What difference can an ‘inclusion rider’ make for the rest of us?


I admit it. I love watching the Oscars. It makes no sense, really, since out of the 10 movies nominated for best picture, I’ve only seen two of them and I only knew half the presenters. But my ignorance notwithstanding, it is always interesting to watch and listen to the speeches, to see what political and social issues might grab the spotlight this year. I knew before the event began that we’d hear about #MeToo and #TimesUp, the movements to address sexual harassment and violence in the entertainment industry and elsewhere. And this year, in addition to the funny monologue and the gorgeous clothes, I learned a new and important concept, “inclusion rider.”

According to The Washington Post, an “inclusion rider” is “an addendum to a contract that creates conditions for more equitable casting and hiring, focused on developing a diverse talent pipeline in the entertainment industry. … This contractual language represents a crucial step in eliminating exclusion of underrepresented or marginalized groups.” It is an interesting concept, the idea that those in a position to demand things in their contracts might use their clout for things other than money or personal perks, but might use the power of their positions to demand equality in hiring before signing on to a project.

While all this might be a good thing for Hollywood, what difference does it make for the rest of us? I believe it could matter in a variety of ways. First, when any large, powerful industry makes a significant change in the ways it does business, it often has ripple effects. When movies include more women, more people of color, more people with disabilities, the impact is significant not only on the screen, but for all the other industries that support it — caterers, writers, lighting and special effects, make up and costumers, musicians and stage managers. Everybody wins. And when a large industry makes a change, other industries find the landscape has changed and the competition for competent workers heats up, so they better step up their game to get the best talent.

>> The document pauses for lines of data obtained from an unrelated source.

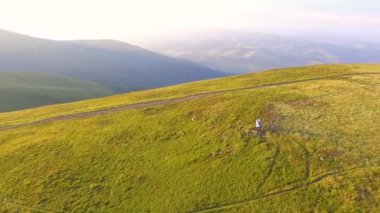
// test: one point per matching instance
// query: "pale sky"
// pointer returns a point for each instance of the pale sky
(131, 20)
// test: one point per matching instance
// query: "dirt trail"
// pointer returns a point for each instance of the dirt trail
(163, 102)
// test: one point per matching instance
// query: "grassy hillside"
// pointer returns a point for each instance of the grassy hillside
(24, 90)
(319, 150)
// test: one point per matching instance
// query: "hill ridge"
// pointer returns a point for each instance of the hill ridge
(166, 101)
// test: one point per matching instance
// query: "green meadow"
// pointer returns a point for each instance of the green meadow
(318, 150)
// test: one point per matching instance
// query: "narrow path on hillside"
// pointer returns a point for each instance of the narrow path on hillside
(166, 101)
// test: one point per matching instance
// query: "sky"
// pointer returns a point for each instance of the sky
(135, 20)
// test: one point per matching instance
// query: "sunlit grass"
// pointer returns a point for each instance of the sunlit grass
(319, 153)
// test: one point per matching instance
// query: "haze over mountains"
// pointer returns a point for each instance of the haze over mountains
(120, 66)
(240, 52)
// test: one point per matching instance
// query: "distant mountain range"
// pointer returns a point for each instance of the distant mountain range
(25, 90)
(238, 52)
(119, 66)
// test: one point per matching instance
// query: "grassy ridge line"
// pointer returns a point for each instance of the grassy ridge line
(162, 102)
(253, 79)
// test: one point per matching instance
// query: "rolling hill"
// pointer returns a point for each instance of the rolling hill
(119, 66)
(193, 147)
(25, 90)
(241, 52)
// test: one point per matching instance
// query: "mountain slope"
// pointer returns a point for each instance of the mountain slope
(239, 52)
(318, 150)
(25, 90)
(119, 66)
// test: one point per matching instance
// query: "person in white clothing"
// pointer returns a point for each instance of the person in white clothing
(258, 123)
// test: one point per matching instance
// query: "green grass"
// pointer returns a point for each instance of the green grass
(320, 151)
(254, 79)
(26, 90)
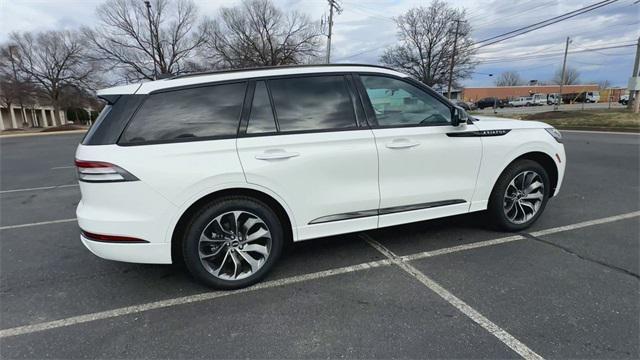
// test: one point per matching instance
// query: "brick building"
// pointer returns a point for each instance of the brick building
(509, 92)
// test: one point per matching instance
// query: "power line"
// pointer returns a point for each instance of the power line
(544, 55)
(539, 25)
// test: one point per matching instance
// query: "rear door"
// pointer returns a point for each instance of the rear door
(428, 168)
(310, 149)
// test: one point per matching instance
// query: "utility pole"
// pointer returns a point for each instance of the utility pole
(15, 83)
(153, 47)
(635, 81)
(333, 4)
(564, 69)
(453, 57)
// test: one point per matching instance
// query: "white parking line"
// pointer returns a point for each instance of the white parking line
(37, 224)
(586, 223)
(495, 330)
(39, 188)
(470, 246)
(27, 329)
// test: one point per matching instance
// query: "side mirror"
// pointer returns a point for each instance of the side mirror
(459, 116)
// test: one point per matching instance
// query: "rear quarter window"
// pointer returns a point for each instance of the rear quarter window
(180, 115)
(114, 117)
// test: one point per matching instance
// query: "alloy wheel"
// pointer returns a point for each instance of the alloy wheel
(523, 197)
(234, 245)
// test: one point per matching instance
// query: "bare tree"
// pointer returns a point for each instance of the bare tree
(257, 33)
(127, 39)
(53, 60)
(426, 44)
(571, 76)
(509, 78)
(604, 84)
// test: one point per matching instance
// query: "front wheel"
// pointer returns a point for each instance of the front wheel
(232, 243)
(519, 196)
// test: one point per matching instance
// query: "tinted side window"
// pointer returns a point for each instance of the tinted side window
(190, 113)
(312, 103)
(112, 120)
(261, 117)
(398, 103)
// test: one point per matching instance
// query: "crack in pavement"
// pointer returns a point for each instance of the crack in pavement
(571, 252)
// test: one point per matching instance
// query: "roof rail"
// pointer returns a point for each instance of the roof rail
(225, 71)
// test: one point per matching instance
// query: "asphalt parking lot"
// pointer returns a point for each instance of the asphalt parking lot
(545, 108)
(449, 288)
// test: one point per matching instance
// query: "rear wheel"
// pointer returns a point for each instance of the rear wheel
(519, 196)
(232, 243)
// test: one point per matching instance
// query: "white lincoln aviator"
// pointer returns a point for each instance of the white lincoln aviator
(220, 170)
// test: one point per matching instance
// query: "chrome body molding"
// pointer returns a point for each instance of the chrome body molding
(497, 132)
(385, 211)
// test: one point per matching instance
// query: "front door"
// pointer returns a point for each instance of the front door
(311, 152)
(426, 170)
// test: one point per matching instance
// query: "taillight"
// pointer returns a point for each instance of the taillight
(99, 171)
(111, 238)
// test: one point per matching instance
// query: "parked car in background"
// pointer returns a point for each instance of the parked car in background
(539, 99)
(553, 99)
(220, 170)
(465, 105)
(592, 96)
(624, 100)
(491, 102)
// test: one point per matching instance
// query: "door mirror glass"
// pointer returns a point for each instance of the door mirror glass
(459, 117)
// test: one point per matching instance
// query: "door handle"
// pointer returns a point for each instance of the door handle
(401, 144)
(275, 155)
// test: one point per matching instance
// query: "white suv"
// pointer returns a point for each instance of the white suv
(221, 170)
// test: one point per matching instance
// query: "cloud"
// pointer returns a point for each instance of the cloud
(365, 28)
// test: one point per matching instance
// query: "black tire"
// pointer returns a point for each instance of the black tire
(496, 207)
(205, 216)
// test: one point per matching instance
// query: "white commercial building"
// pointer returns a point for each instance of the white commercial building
(36, 116)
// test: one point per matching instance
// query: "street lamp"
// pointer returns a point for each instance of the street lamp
(153, 49)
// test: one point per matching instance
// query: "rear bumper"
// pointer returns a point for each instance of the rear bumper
(147, 253)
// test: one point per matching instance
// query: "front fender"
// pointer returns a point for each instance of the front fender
(499, 152)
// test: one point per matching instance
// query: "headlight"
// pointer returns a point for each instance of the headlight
(555, 133)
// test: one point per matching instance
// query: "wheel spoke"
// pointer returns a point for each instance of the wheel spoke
(523, 196)
(260, 233)
(216, 272)
(532, 186)
(248, 225)
(217, 221)
(530, 206)
(207, 256)
(236, 263)
(524, 213)
(246, 243)
(255, 264)
(261, 249)
(205, 238)
(534, 196)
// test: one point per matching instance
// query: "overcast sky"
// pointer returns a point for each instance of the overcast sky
(364, 28)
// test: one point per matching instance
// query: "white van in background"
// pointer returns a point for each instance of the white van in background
(592, 96)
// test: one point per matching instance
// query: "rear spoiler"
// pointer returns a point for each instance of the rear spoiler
(112, 94)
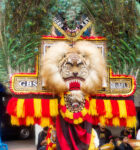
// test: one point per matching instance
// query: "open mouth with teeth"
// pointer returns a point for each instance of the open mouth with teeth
(74, 105)
(74, 83)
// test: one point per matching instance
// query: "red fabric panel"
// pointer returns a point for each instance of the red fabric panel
(109, 122)
(45, 107)
(72, 140)
(86, 104)
(63, 108)
(115, 108)
(122, 122)
(61, 139)
(22, 121)
(77, 115)
(83, 135)
(100, 107)
(12, 106)
(29, 107)
(37, 120)
(130, 107)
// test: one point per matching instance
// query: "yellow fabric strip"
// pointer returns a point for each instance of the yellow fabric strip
(45, 122)
(14, 121)
(92, 107)
(53, 107)
(131, 122)
(69, 114)
(108, 108)
(62, 101)
(37, 108)
(84, 111)
(29, 121)
(78, 121)
(122, 108)
(92, 144)
(102, 120)
(20, 108)
(116, 121)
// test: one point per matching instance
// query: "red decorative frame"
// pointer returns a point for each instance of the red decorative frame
(35, 74)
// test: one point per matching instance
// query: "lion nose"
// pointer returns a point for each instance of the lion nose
(75, 74)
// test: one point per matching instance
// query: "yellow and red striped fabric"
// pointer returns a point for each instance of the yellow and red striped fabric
(32, 111)
(41, 111)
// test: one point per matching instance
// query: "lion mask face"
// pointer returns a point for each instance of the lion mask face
(66, 68)
(74, 70)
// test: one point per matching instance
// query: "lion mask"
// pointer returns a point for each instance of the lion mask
(80, 67)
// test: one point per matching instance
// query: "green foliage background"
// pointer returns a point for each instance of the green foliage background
(23, 23)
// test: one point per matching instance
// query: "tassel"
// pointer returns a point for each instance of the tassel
(116, 121)
(20, 108)
(108, 108)
(115, 108)
(92, 108)
(122, 109)
(45, 108)
(29, 121)
(100, 107)
(37, 108)
(12, 106)
(53, 107)
(29, 107)
(45, 122)
(14, 121)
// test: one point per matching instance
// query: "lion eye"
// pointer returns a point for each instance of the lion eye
(68, 63)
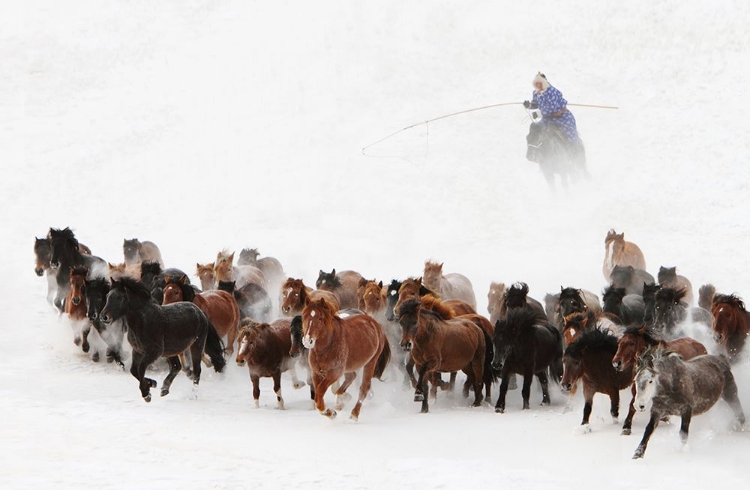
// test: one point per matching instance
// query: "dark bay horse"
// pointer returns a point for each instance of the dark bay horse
(155, 331)
(589, 358)
(731, 325)
(673, 386)
(265, 349)
(339, 347)
(219, 306)
(526, 343)
(441, 343)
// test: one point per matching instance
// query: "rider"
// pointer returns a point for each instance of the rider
(554, 111)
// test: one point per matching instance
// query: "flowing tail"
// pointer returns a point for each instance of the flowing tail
(215, 348)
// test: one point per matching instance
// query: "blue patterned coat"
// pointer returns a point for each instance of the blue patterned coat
(550, 102)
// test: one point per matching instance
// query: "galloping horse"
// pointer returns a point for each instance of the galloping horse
(731, 324)
(448, 286)
(618, 251)
(155, 331)
(673, 386)
(439, 342)
(220, 307)
(339, 347)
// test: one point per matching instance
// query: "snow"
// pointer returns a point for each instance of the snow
(205, 125)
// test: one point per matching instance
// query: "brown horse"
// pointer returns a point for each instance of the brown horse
(241, 274)
(295, 296)
(440, 343)
(343, 285)
(731, 324)
(219, 306)
(265, 349)
(449, 286)
(339, 347)
(618, 251)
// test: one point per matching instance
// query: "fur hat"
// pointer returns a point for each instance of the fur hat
(540, 78)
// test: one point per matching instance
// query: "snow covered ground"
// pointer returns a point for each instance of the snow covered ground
(228, 124)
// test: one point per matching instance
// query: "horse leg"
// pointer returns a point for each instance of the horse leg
(174, 368)
(627, 426)
(652, 424)
(277, 389)
(341, 395)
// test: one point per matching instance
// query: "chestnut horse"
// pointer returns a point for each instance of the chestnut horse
(339, 347)
(220, 307)
(343, 285)
(634, 343)
(731, 325)
(618, 251)
(439, 342)
(449, 286)
(265, 349)
(295, 296)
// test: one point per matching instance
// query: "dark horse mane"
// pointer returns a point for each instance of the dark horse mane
(594, 339)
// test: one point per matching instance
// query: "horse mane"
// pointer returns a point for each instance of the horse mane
(595, 339)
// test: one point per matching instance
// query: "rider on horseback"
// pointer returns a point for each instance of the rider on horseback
(555, 115)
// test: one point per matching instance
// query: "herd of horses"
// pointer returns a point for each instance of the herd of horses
(426, 327)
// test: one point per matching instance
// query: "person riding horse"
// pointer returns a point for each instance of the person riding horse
(549, 110)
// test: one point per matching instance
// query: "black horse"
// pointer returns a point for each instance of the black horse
(64, 255)
(555, 155)
(112, 334)
(155, 331)
(629, 308)
(526, 343)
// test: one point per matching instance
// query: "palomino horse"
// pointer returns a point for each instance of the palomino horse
(589, 359)
(673, 386)
(668, 278)
(241, 274)
(155, 331)
(439, 343)
(731, 324)
(265, 349)
(618, 251)
(136, 251)
(339, 347)
(526, 343)
(295, 296)
(449, 286)
(219, 306)
(342, 284)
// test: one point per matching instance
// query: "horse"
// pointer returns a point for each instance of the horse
(155, 331)
(64, 255)
(343, 285)
(526, 343)
(550, 149)
(618, 251)
(253, 301)
(242, 274)
(668, 278)
(629, 308)
(265, 348)
(295, 296)
(113, 333)
(448, 286)
(670, 311)
(220, 307)
(339, 347)
(441, 343)
(136, 251)
(731, 324)
(630, 278)
(673, 386)
(589, 358)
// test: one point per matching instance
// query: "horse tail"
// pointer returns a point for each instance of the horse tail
(215, 348)
(383, 360)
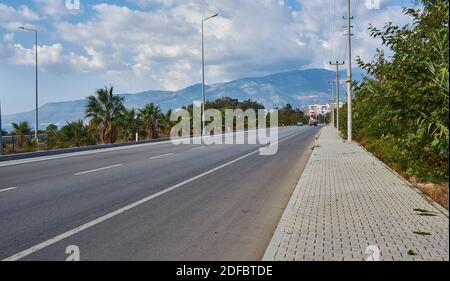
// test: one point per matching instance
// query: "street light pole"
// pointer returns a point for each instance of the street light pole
(349, 74)
(1, 131)
(332, 83)
(36, 116)
(203, 72)
(337, 64)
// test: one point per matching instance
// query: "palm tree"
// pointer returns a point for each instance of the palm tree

A second, and perhaps even more important difference lies in how the movies and other media influence and shape the ways we see our world, our society and our communities. When movies and television tell stories that only have white men at the center, it becomes easier to believe that this is what the world really looks like. Or more problematic, that this is what the world should look like. If all the evil characters portrayed in media are Native American, or Arabic, or Asian, it shapes the ways we see people of those ethnicities in our communities. If, on the other hand, the movies and TV reflect the wonderful diversity that is America, reflect communities where people who are different from each other are able to work together, play together, sometimes have conflict and sometimes find ways to work through that conflict together, then it becomes easier to envision a community where such things are possible.

Inclusion is a good thing for communities, for societies, for the country. Whether we believe this as an article of faith or because it is the bedrock of American values, the reality is that an inclusive community is a healthy community. And a healthy community is one that values and supports all its members. I don’t often look to Hollywood as a bellwether of justice or as a moral example, but maybe this time, they are onto something.